Tuesday 13 February 2018

Later Imperial Roman vs the Hun

356 AD benchmarks the Hunnic presence in book II of the DBA Army lists. Beginning with the eastern portion of the empire it is toward the last quarter of the 4th century that western field armies come into contact with them. The Hunnic list given below predates the rule of Attila leaving the majority of Huns classed as light horse with a small quantity of nobles classed as heavy cavalry.  

Rome is initially defending their provinces and therefore make use of arable terrain; BUA (hamlet) is compulsory with difficult hills and forest used as optional terrain features. 

Game 1
Huns are attacking and have caught Rome on an open plain with the scant protection but for a small hamlet. The Huns deployed their cavalry in two major groups, both set to work on the open left flank of Rome.

To the surprise of the Huns, Rome quickly moved forward to keep the Huns bottled in the limited area offered by the difficult hills. The Huns respond by sending their furthest column forward to threaten the Roman cavalry.

The Huns of the central group were ably contained between the hills by the legion and auxiliaries and this means the Roman equites would have to take the brunt of the Hunnic attack approaching the left flank.

Hunnic arrows were finding their targets and in quick succession the clibanarii and half the legion were broken.

Roman units were quickly sent to fill their places, but the Huns were quick to take advantage of the gaps and isolated units. Score 4 – 1 for the Hun.

Game 2
Caught for the second time in an exposed position, the Roman force deployed closer to camp. As before, the Huns deployed in two groups with the majority of their cavalry positioned on the extreme right.

Taking advantage of the time needed for the flanking column to reach battle, the army moved its infantry to seize the heights and form a new battle line.

The legion and auxilia were not averse to taking the action to the Hun and those infantry on the left were able to repel the Hunnic cavalry. Meanwhile, Roman cavalry quickly dispatched two units to the ‘afterlife’.

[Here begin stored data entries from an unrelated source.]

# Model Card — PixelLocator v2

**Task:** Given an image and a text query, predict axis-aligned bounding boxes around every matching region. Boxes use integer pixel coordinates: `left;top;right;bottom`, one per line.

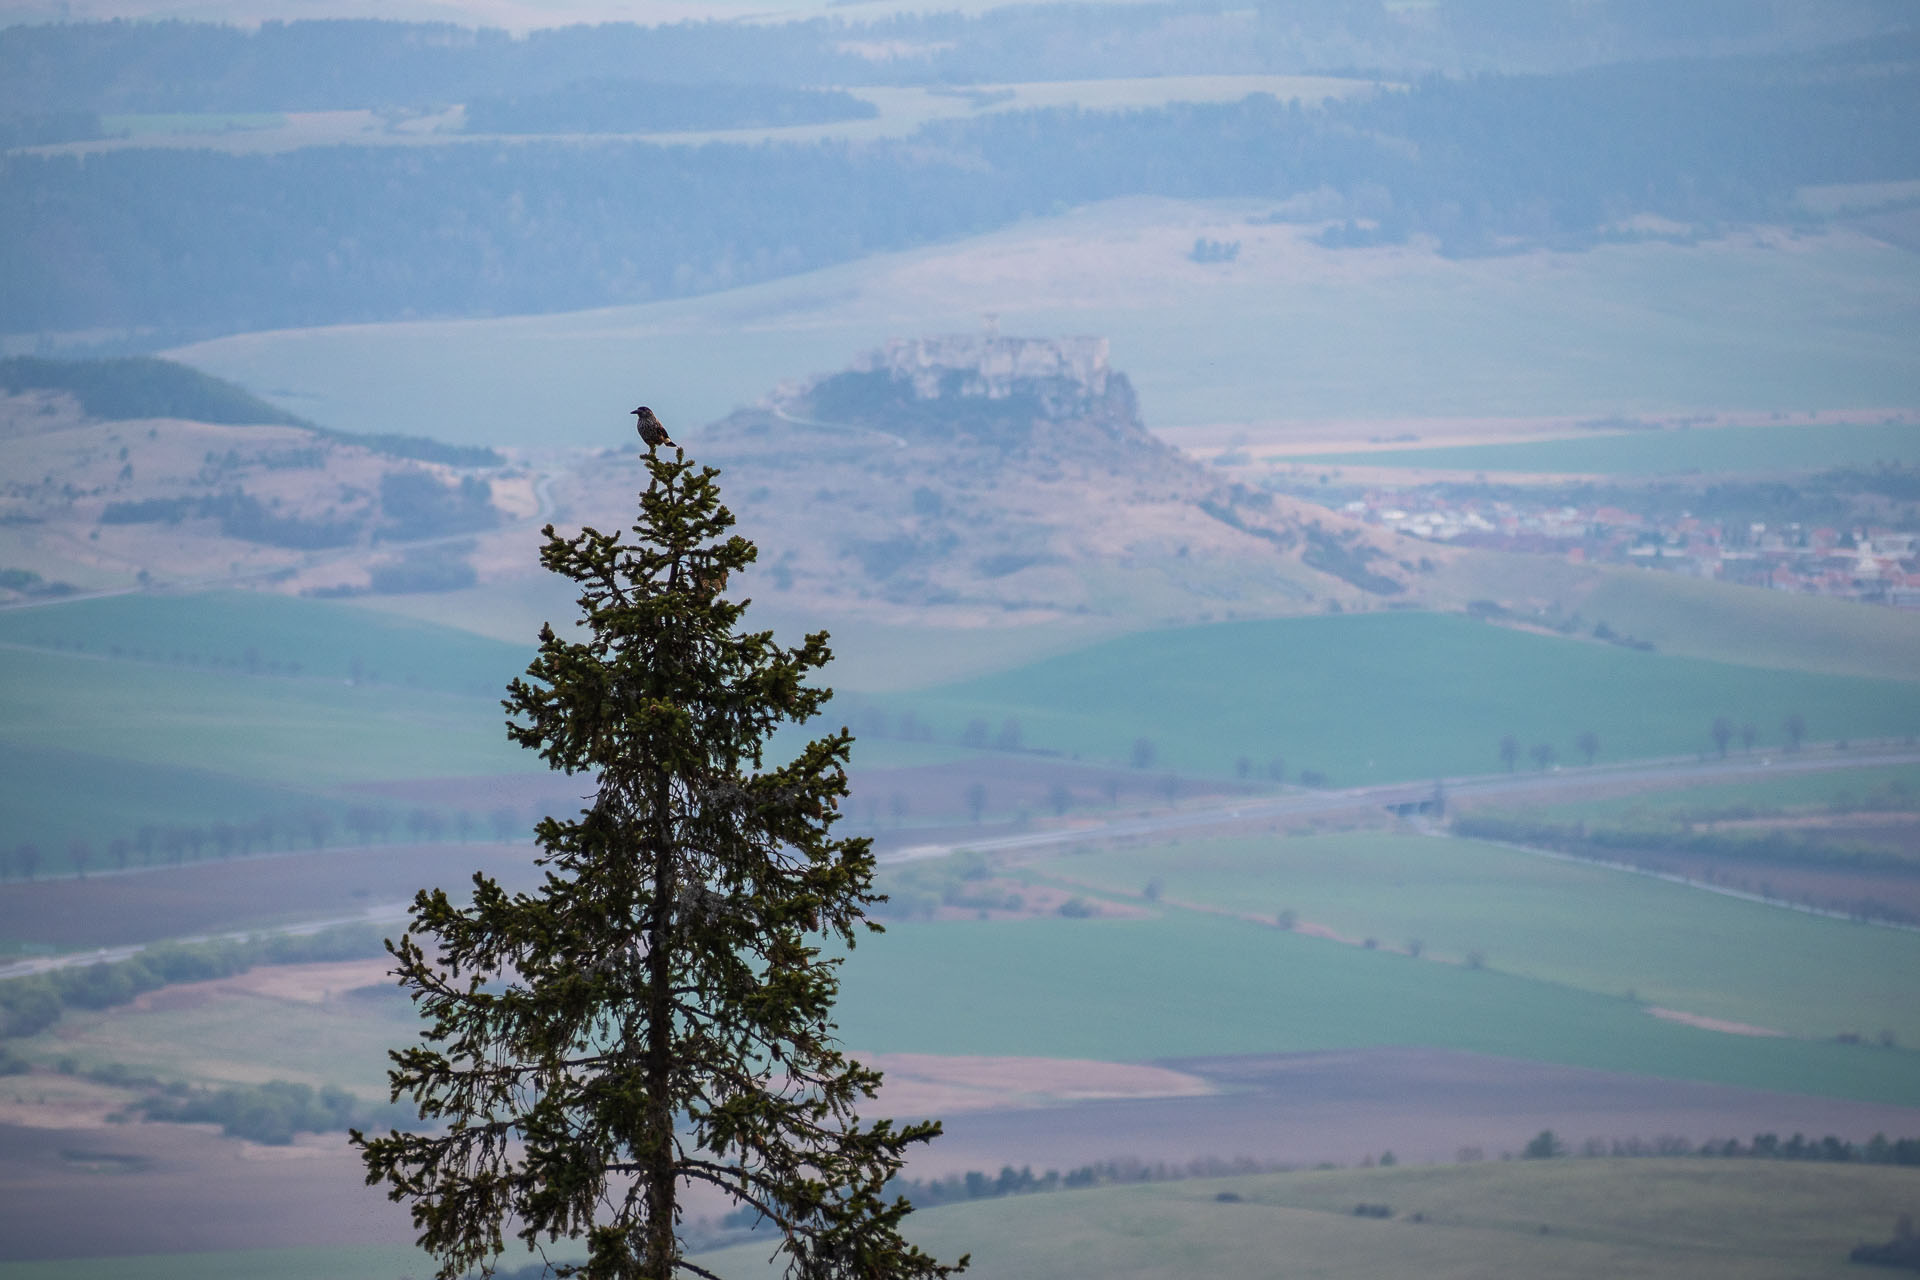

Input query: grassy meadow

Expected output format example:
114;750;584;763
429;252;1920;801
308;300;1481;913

3;1160;1912;1280
0;591;532;697
0;739;336;862
826;908;1920;1105
8;976;417;1097
0;645;527;787
15;835;1919;1107
1296;420;1920;475
885;610;1920;781
1574;571;1920;682
1022;830;1920;1045
168;202;1920;447
695;1160;1920;1280
1522;760;1920;824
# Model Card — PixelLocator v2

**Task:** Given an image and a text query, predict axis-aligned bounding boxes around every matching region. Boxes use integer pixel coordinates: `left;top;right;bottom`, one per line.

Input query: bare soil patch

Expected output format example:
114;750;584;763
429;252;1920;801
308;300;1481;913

920;1046;1920;1176
0;1073;135;1131
0;841;542;951
867;1053;1212;1116
123;958;398;1012
1646;1008;1787;1038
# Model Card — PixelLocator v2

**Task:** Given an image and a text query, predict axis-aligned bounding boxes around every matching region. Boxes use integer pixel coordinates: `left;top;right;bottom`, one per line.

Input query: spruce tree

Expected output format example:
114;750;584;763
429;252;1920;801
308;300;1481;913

353;450;965;1280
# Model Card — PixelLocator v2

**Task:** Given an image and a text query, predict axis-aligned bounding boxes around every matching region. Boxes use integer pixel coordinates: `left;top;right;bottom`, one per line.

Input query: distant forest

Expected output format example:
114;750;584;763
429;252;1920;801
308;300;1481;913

0;2;1909;114
1;17;1916;340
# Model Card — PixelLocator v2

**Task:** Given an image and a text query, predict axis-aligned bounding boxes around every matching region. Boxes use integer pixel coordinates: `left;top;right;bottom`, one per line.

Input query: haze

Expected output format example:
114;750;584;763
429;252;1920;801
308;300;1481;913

1;3;1918;1277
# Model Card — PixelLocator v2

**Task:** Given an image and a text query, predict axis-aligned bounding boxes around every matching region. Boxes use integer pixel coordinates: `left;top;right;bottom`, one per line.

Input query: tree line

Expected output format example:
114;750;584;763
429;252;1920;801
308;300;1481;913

1;6;1899;117
0;924;388;1046
1;802;536;880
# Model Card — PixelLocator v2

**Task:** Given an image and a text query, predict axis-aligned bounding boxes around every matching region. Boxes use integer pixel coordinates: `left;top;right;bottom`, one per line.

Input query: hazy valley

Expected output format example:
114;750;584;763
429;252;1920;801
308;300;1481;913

3;5;1920;1278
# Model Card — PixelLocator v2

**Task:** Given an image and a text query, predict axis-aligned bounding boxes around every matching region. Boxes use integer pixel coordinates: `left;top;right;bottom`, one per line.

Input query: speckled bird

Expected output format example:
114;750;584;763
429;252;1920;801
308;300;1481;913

632;406;675;450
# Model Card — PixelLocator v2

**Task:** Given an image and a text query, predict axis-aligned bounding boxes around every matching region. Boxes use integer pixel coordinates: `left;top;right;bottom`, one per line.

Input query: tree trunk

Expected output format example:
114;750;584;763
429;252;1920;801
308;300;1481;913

645;771;676;1279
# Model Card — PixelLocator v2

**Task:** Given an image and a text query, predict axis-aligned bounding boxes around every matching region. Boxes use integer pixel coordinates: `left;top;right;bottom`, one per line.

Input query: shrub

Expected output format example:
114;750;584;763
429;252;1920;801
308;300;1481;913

0;976;62;1038
139;1079;412;1145
1523;1130;1565;1159
54;958;162;1010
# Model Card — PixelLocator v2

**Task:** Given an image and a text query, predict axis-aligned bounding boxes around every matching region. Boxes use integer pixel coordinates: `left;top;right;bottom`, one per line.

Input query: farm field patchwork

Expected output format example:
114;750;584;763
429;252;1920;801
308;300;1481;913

3;1159;1915;1280
884;611;1920;780
12;868;1919;1110
694;1159;1920;1280
827;909;1920;1105
1293;420;1920;475
1022;830;1920;1045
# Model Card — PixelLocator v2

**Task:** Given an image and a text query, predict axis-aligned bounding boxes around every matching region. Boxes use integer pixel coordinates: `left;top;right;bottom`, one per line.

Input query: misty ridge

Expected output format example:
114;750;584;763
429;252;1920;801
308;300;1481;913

2;7;1918;343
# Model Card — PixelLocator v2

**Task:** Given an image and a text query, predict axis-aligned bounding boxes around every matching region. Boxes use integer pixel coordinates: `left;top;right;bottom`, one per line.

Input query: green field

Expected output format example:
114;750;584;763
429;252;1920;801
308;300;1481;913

694;1160;1920;1280
1576;571;1920;682
0;739;339;860
1023;830;1920;1044
1299;420;1920;475
0;590;1047;872
1521;761;1920;824
0;647;527;788
883;611;1920;781
5;595;1916;874
0;591;532;697
169;201;1920;447
20;854;1920;1105
826;909;1920;1105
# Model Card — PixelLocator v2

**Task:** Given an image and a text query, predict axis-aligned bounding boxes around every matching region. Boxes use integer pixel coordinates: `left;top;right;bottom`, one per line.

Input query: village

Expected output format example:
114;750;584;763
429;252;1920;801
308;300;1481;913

1329;488;1920;608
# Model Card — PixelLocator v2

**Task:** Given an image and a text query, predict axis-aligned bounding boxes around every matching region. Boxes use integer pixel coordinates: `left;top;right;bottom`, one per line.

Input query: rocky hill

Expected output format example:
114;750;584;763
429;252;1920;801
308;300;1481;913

0;358;531;601
566;334;1454;626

Caught off balance, the Huns were steadily losing ground such that their chieftain made a desperate attempt to turn the battle around. Unfortunately, this was not to be as a further two units were destroyed ending the battle. Score 4 – 0 for the LIR.

Game 3
Rome was now on the offensive and took advantage of the terrain offered to secure their flanks on the difficult hill and hamlet. The majority of the equites were positioned on the left flank to foil any attempt by the Huns to turn that part of the battle line. 

As expected, the Huns did probe the Roman left, but the equites deployed for that event quickly moved to counter the enemy threat.

Confident that Roman light horse and auxilia could contain the Hunnic threat on the left, a unit of Roman heavy cavalry returned to the centre in time to see the Huns assail the centre and right flank.

Well aimed bow and javelin by the Huns destroyed two auxilia sending shivers down Roman spines. The gap created left the Roman general temporarily isolated.

A second gap appeared on the Roman flank and seeing his light horse fleeing on the left forced the Roman commander to call a general retreat. Score 4 – 0 for the Hun.

II/80d Hunnic 356 – 570 AD Terrain type: Steppe, Aggression 3
1 x general (Cv), 11 horse archers (LH).


  1. Using LH with a supporting second element does have its risks.

    In combat, both elements are in an enemy’s threat zone (TZ) and in some situations have moved the supporting element out of the TZ so as to move elsewhere on the following turn.

    In addition, if forced to flee, the moving element (LH) cannot interpenetrate the supporting element and is destroyed.

    Cavalry armies are fun to use, but be prepared for the occasional loss.

  2. Another rough day for the Romans!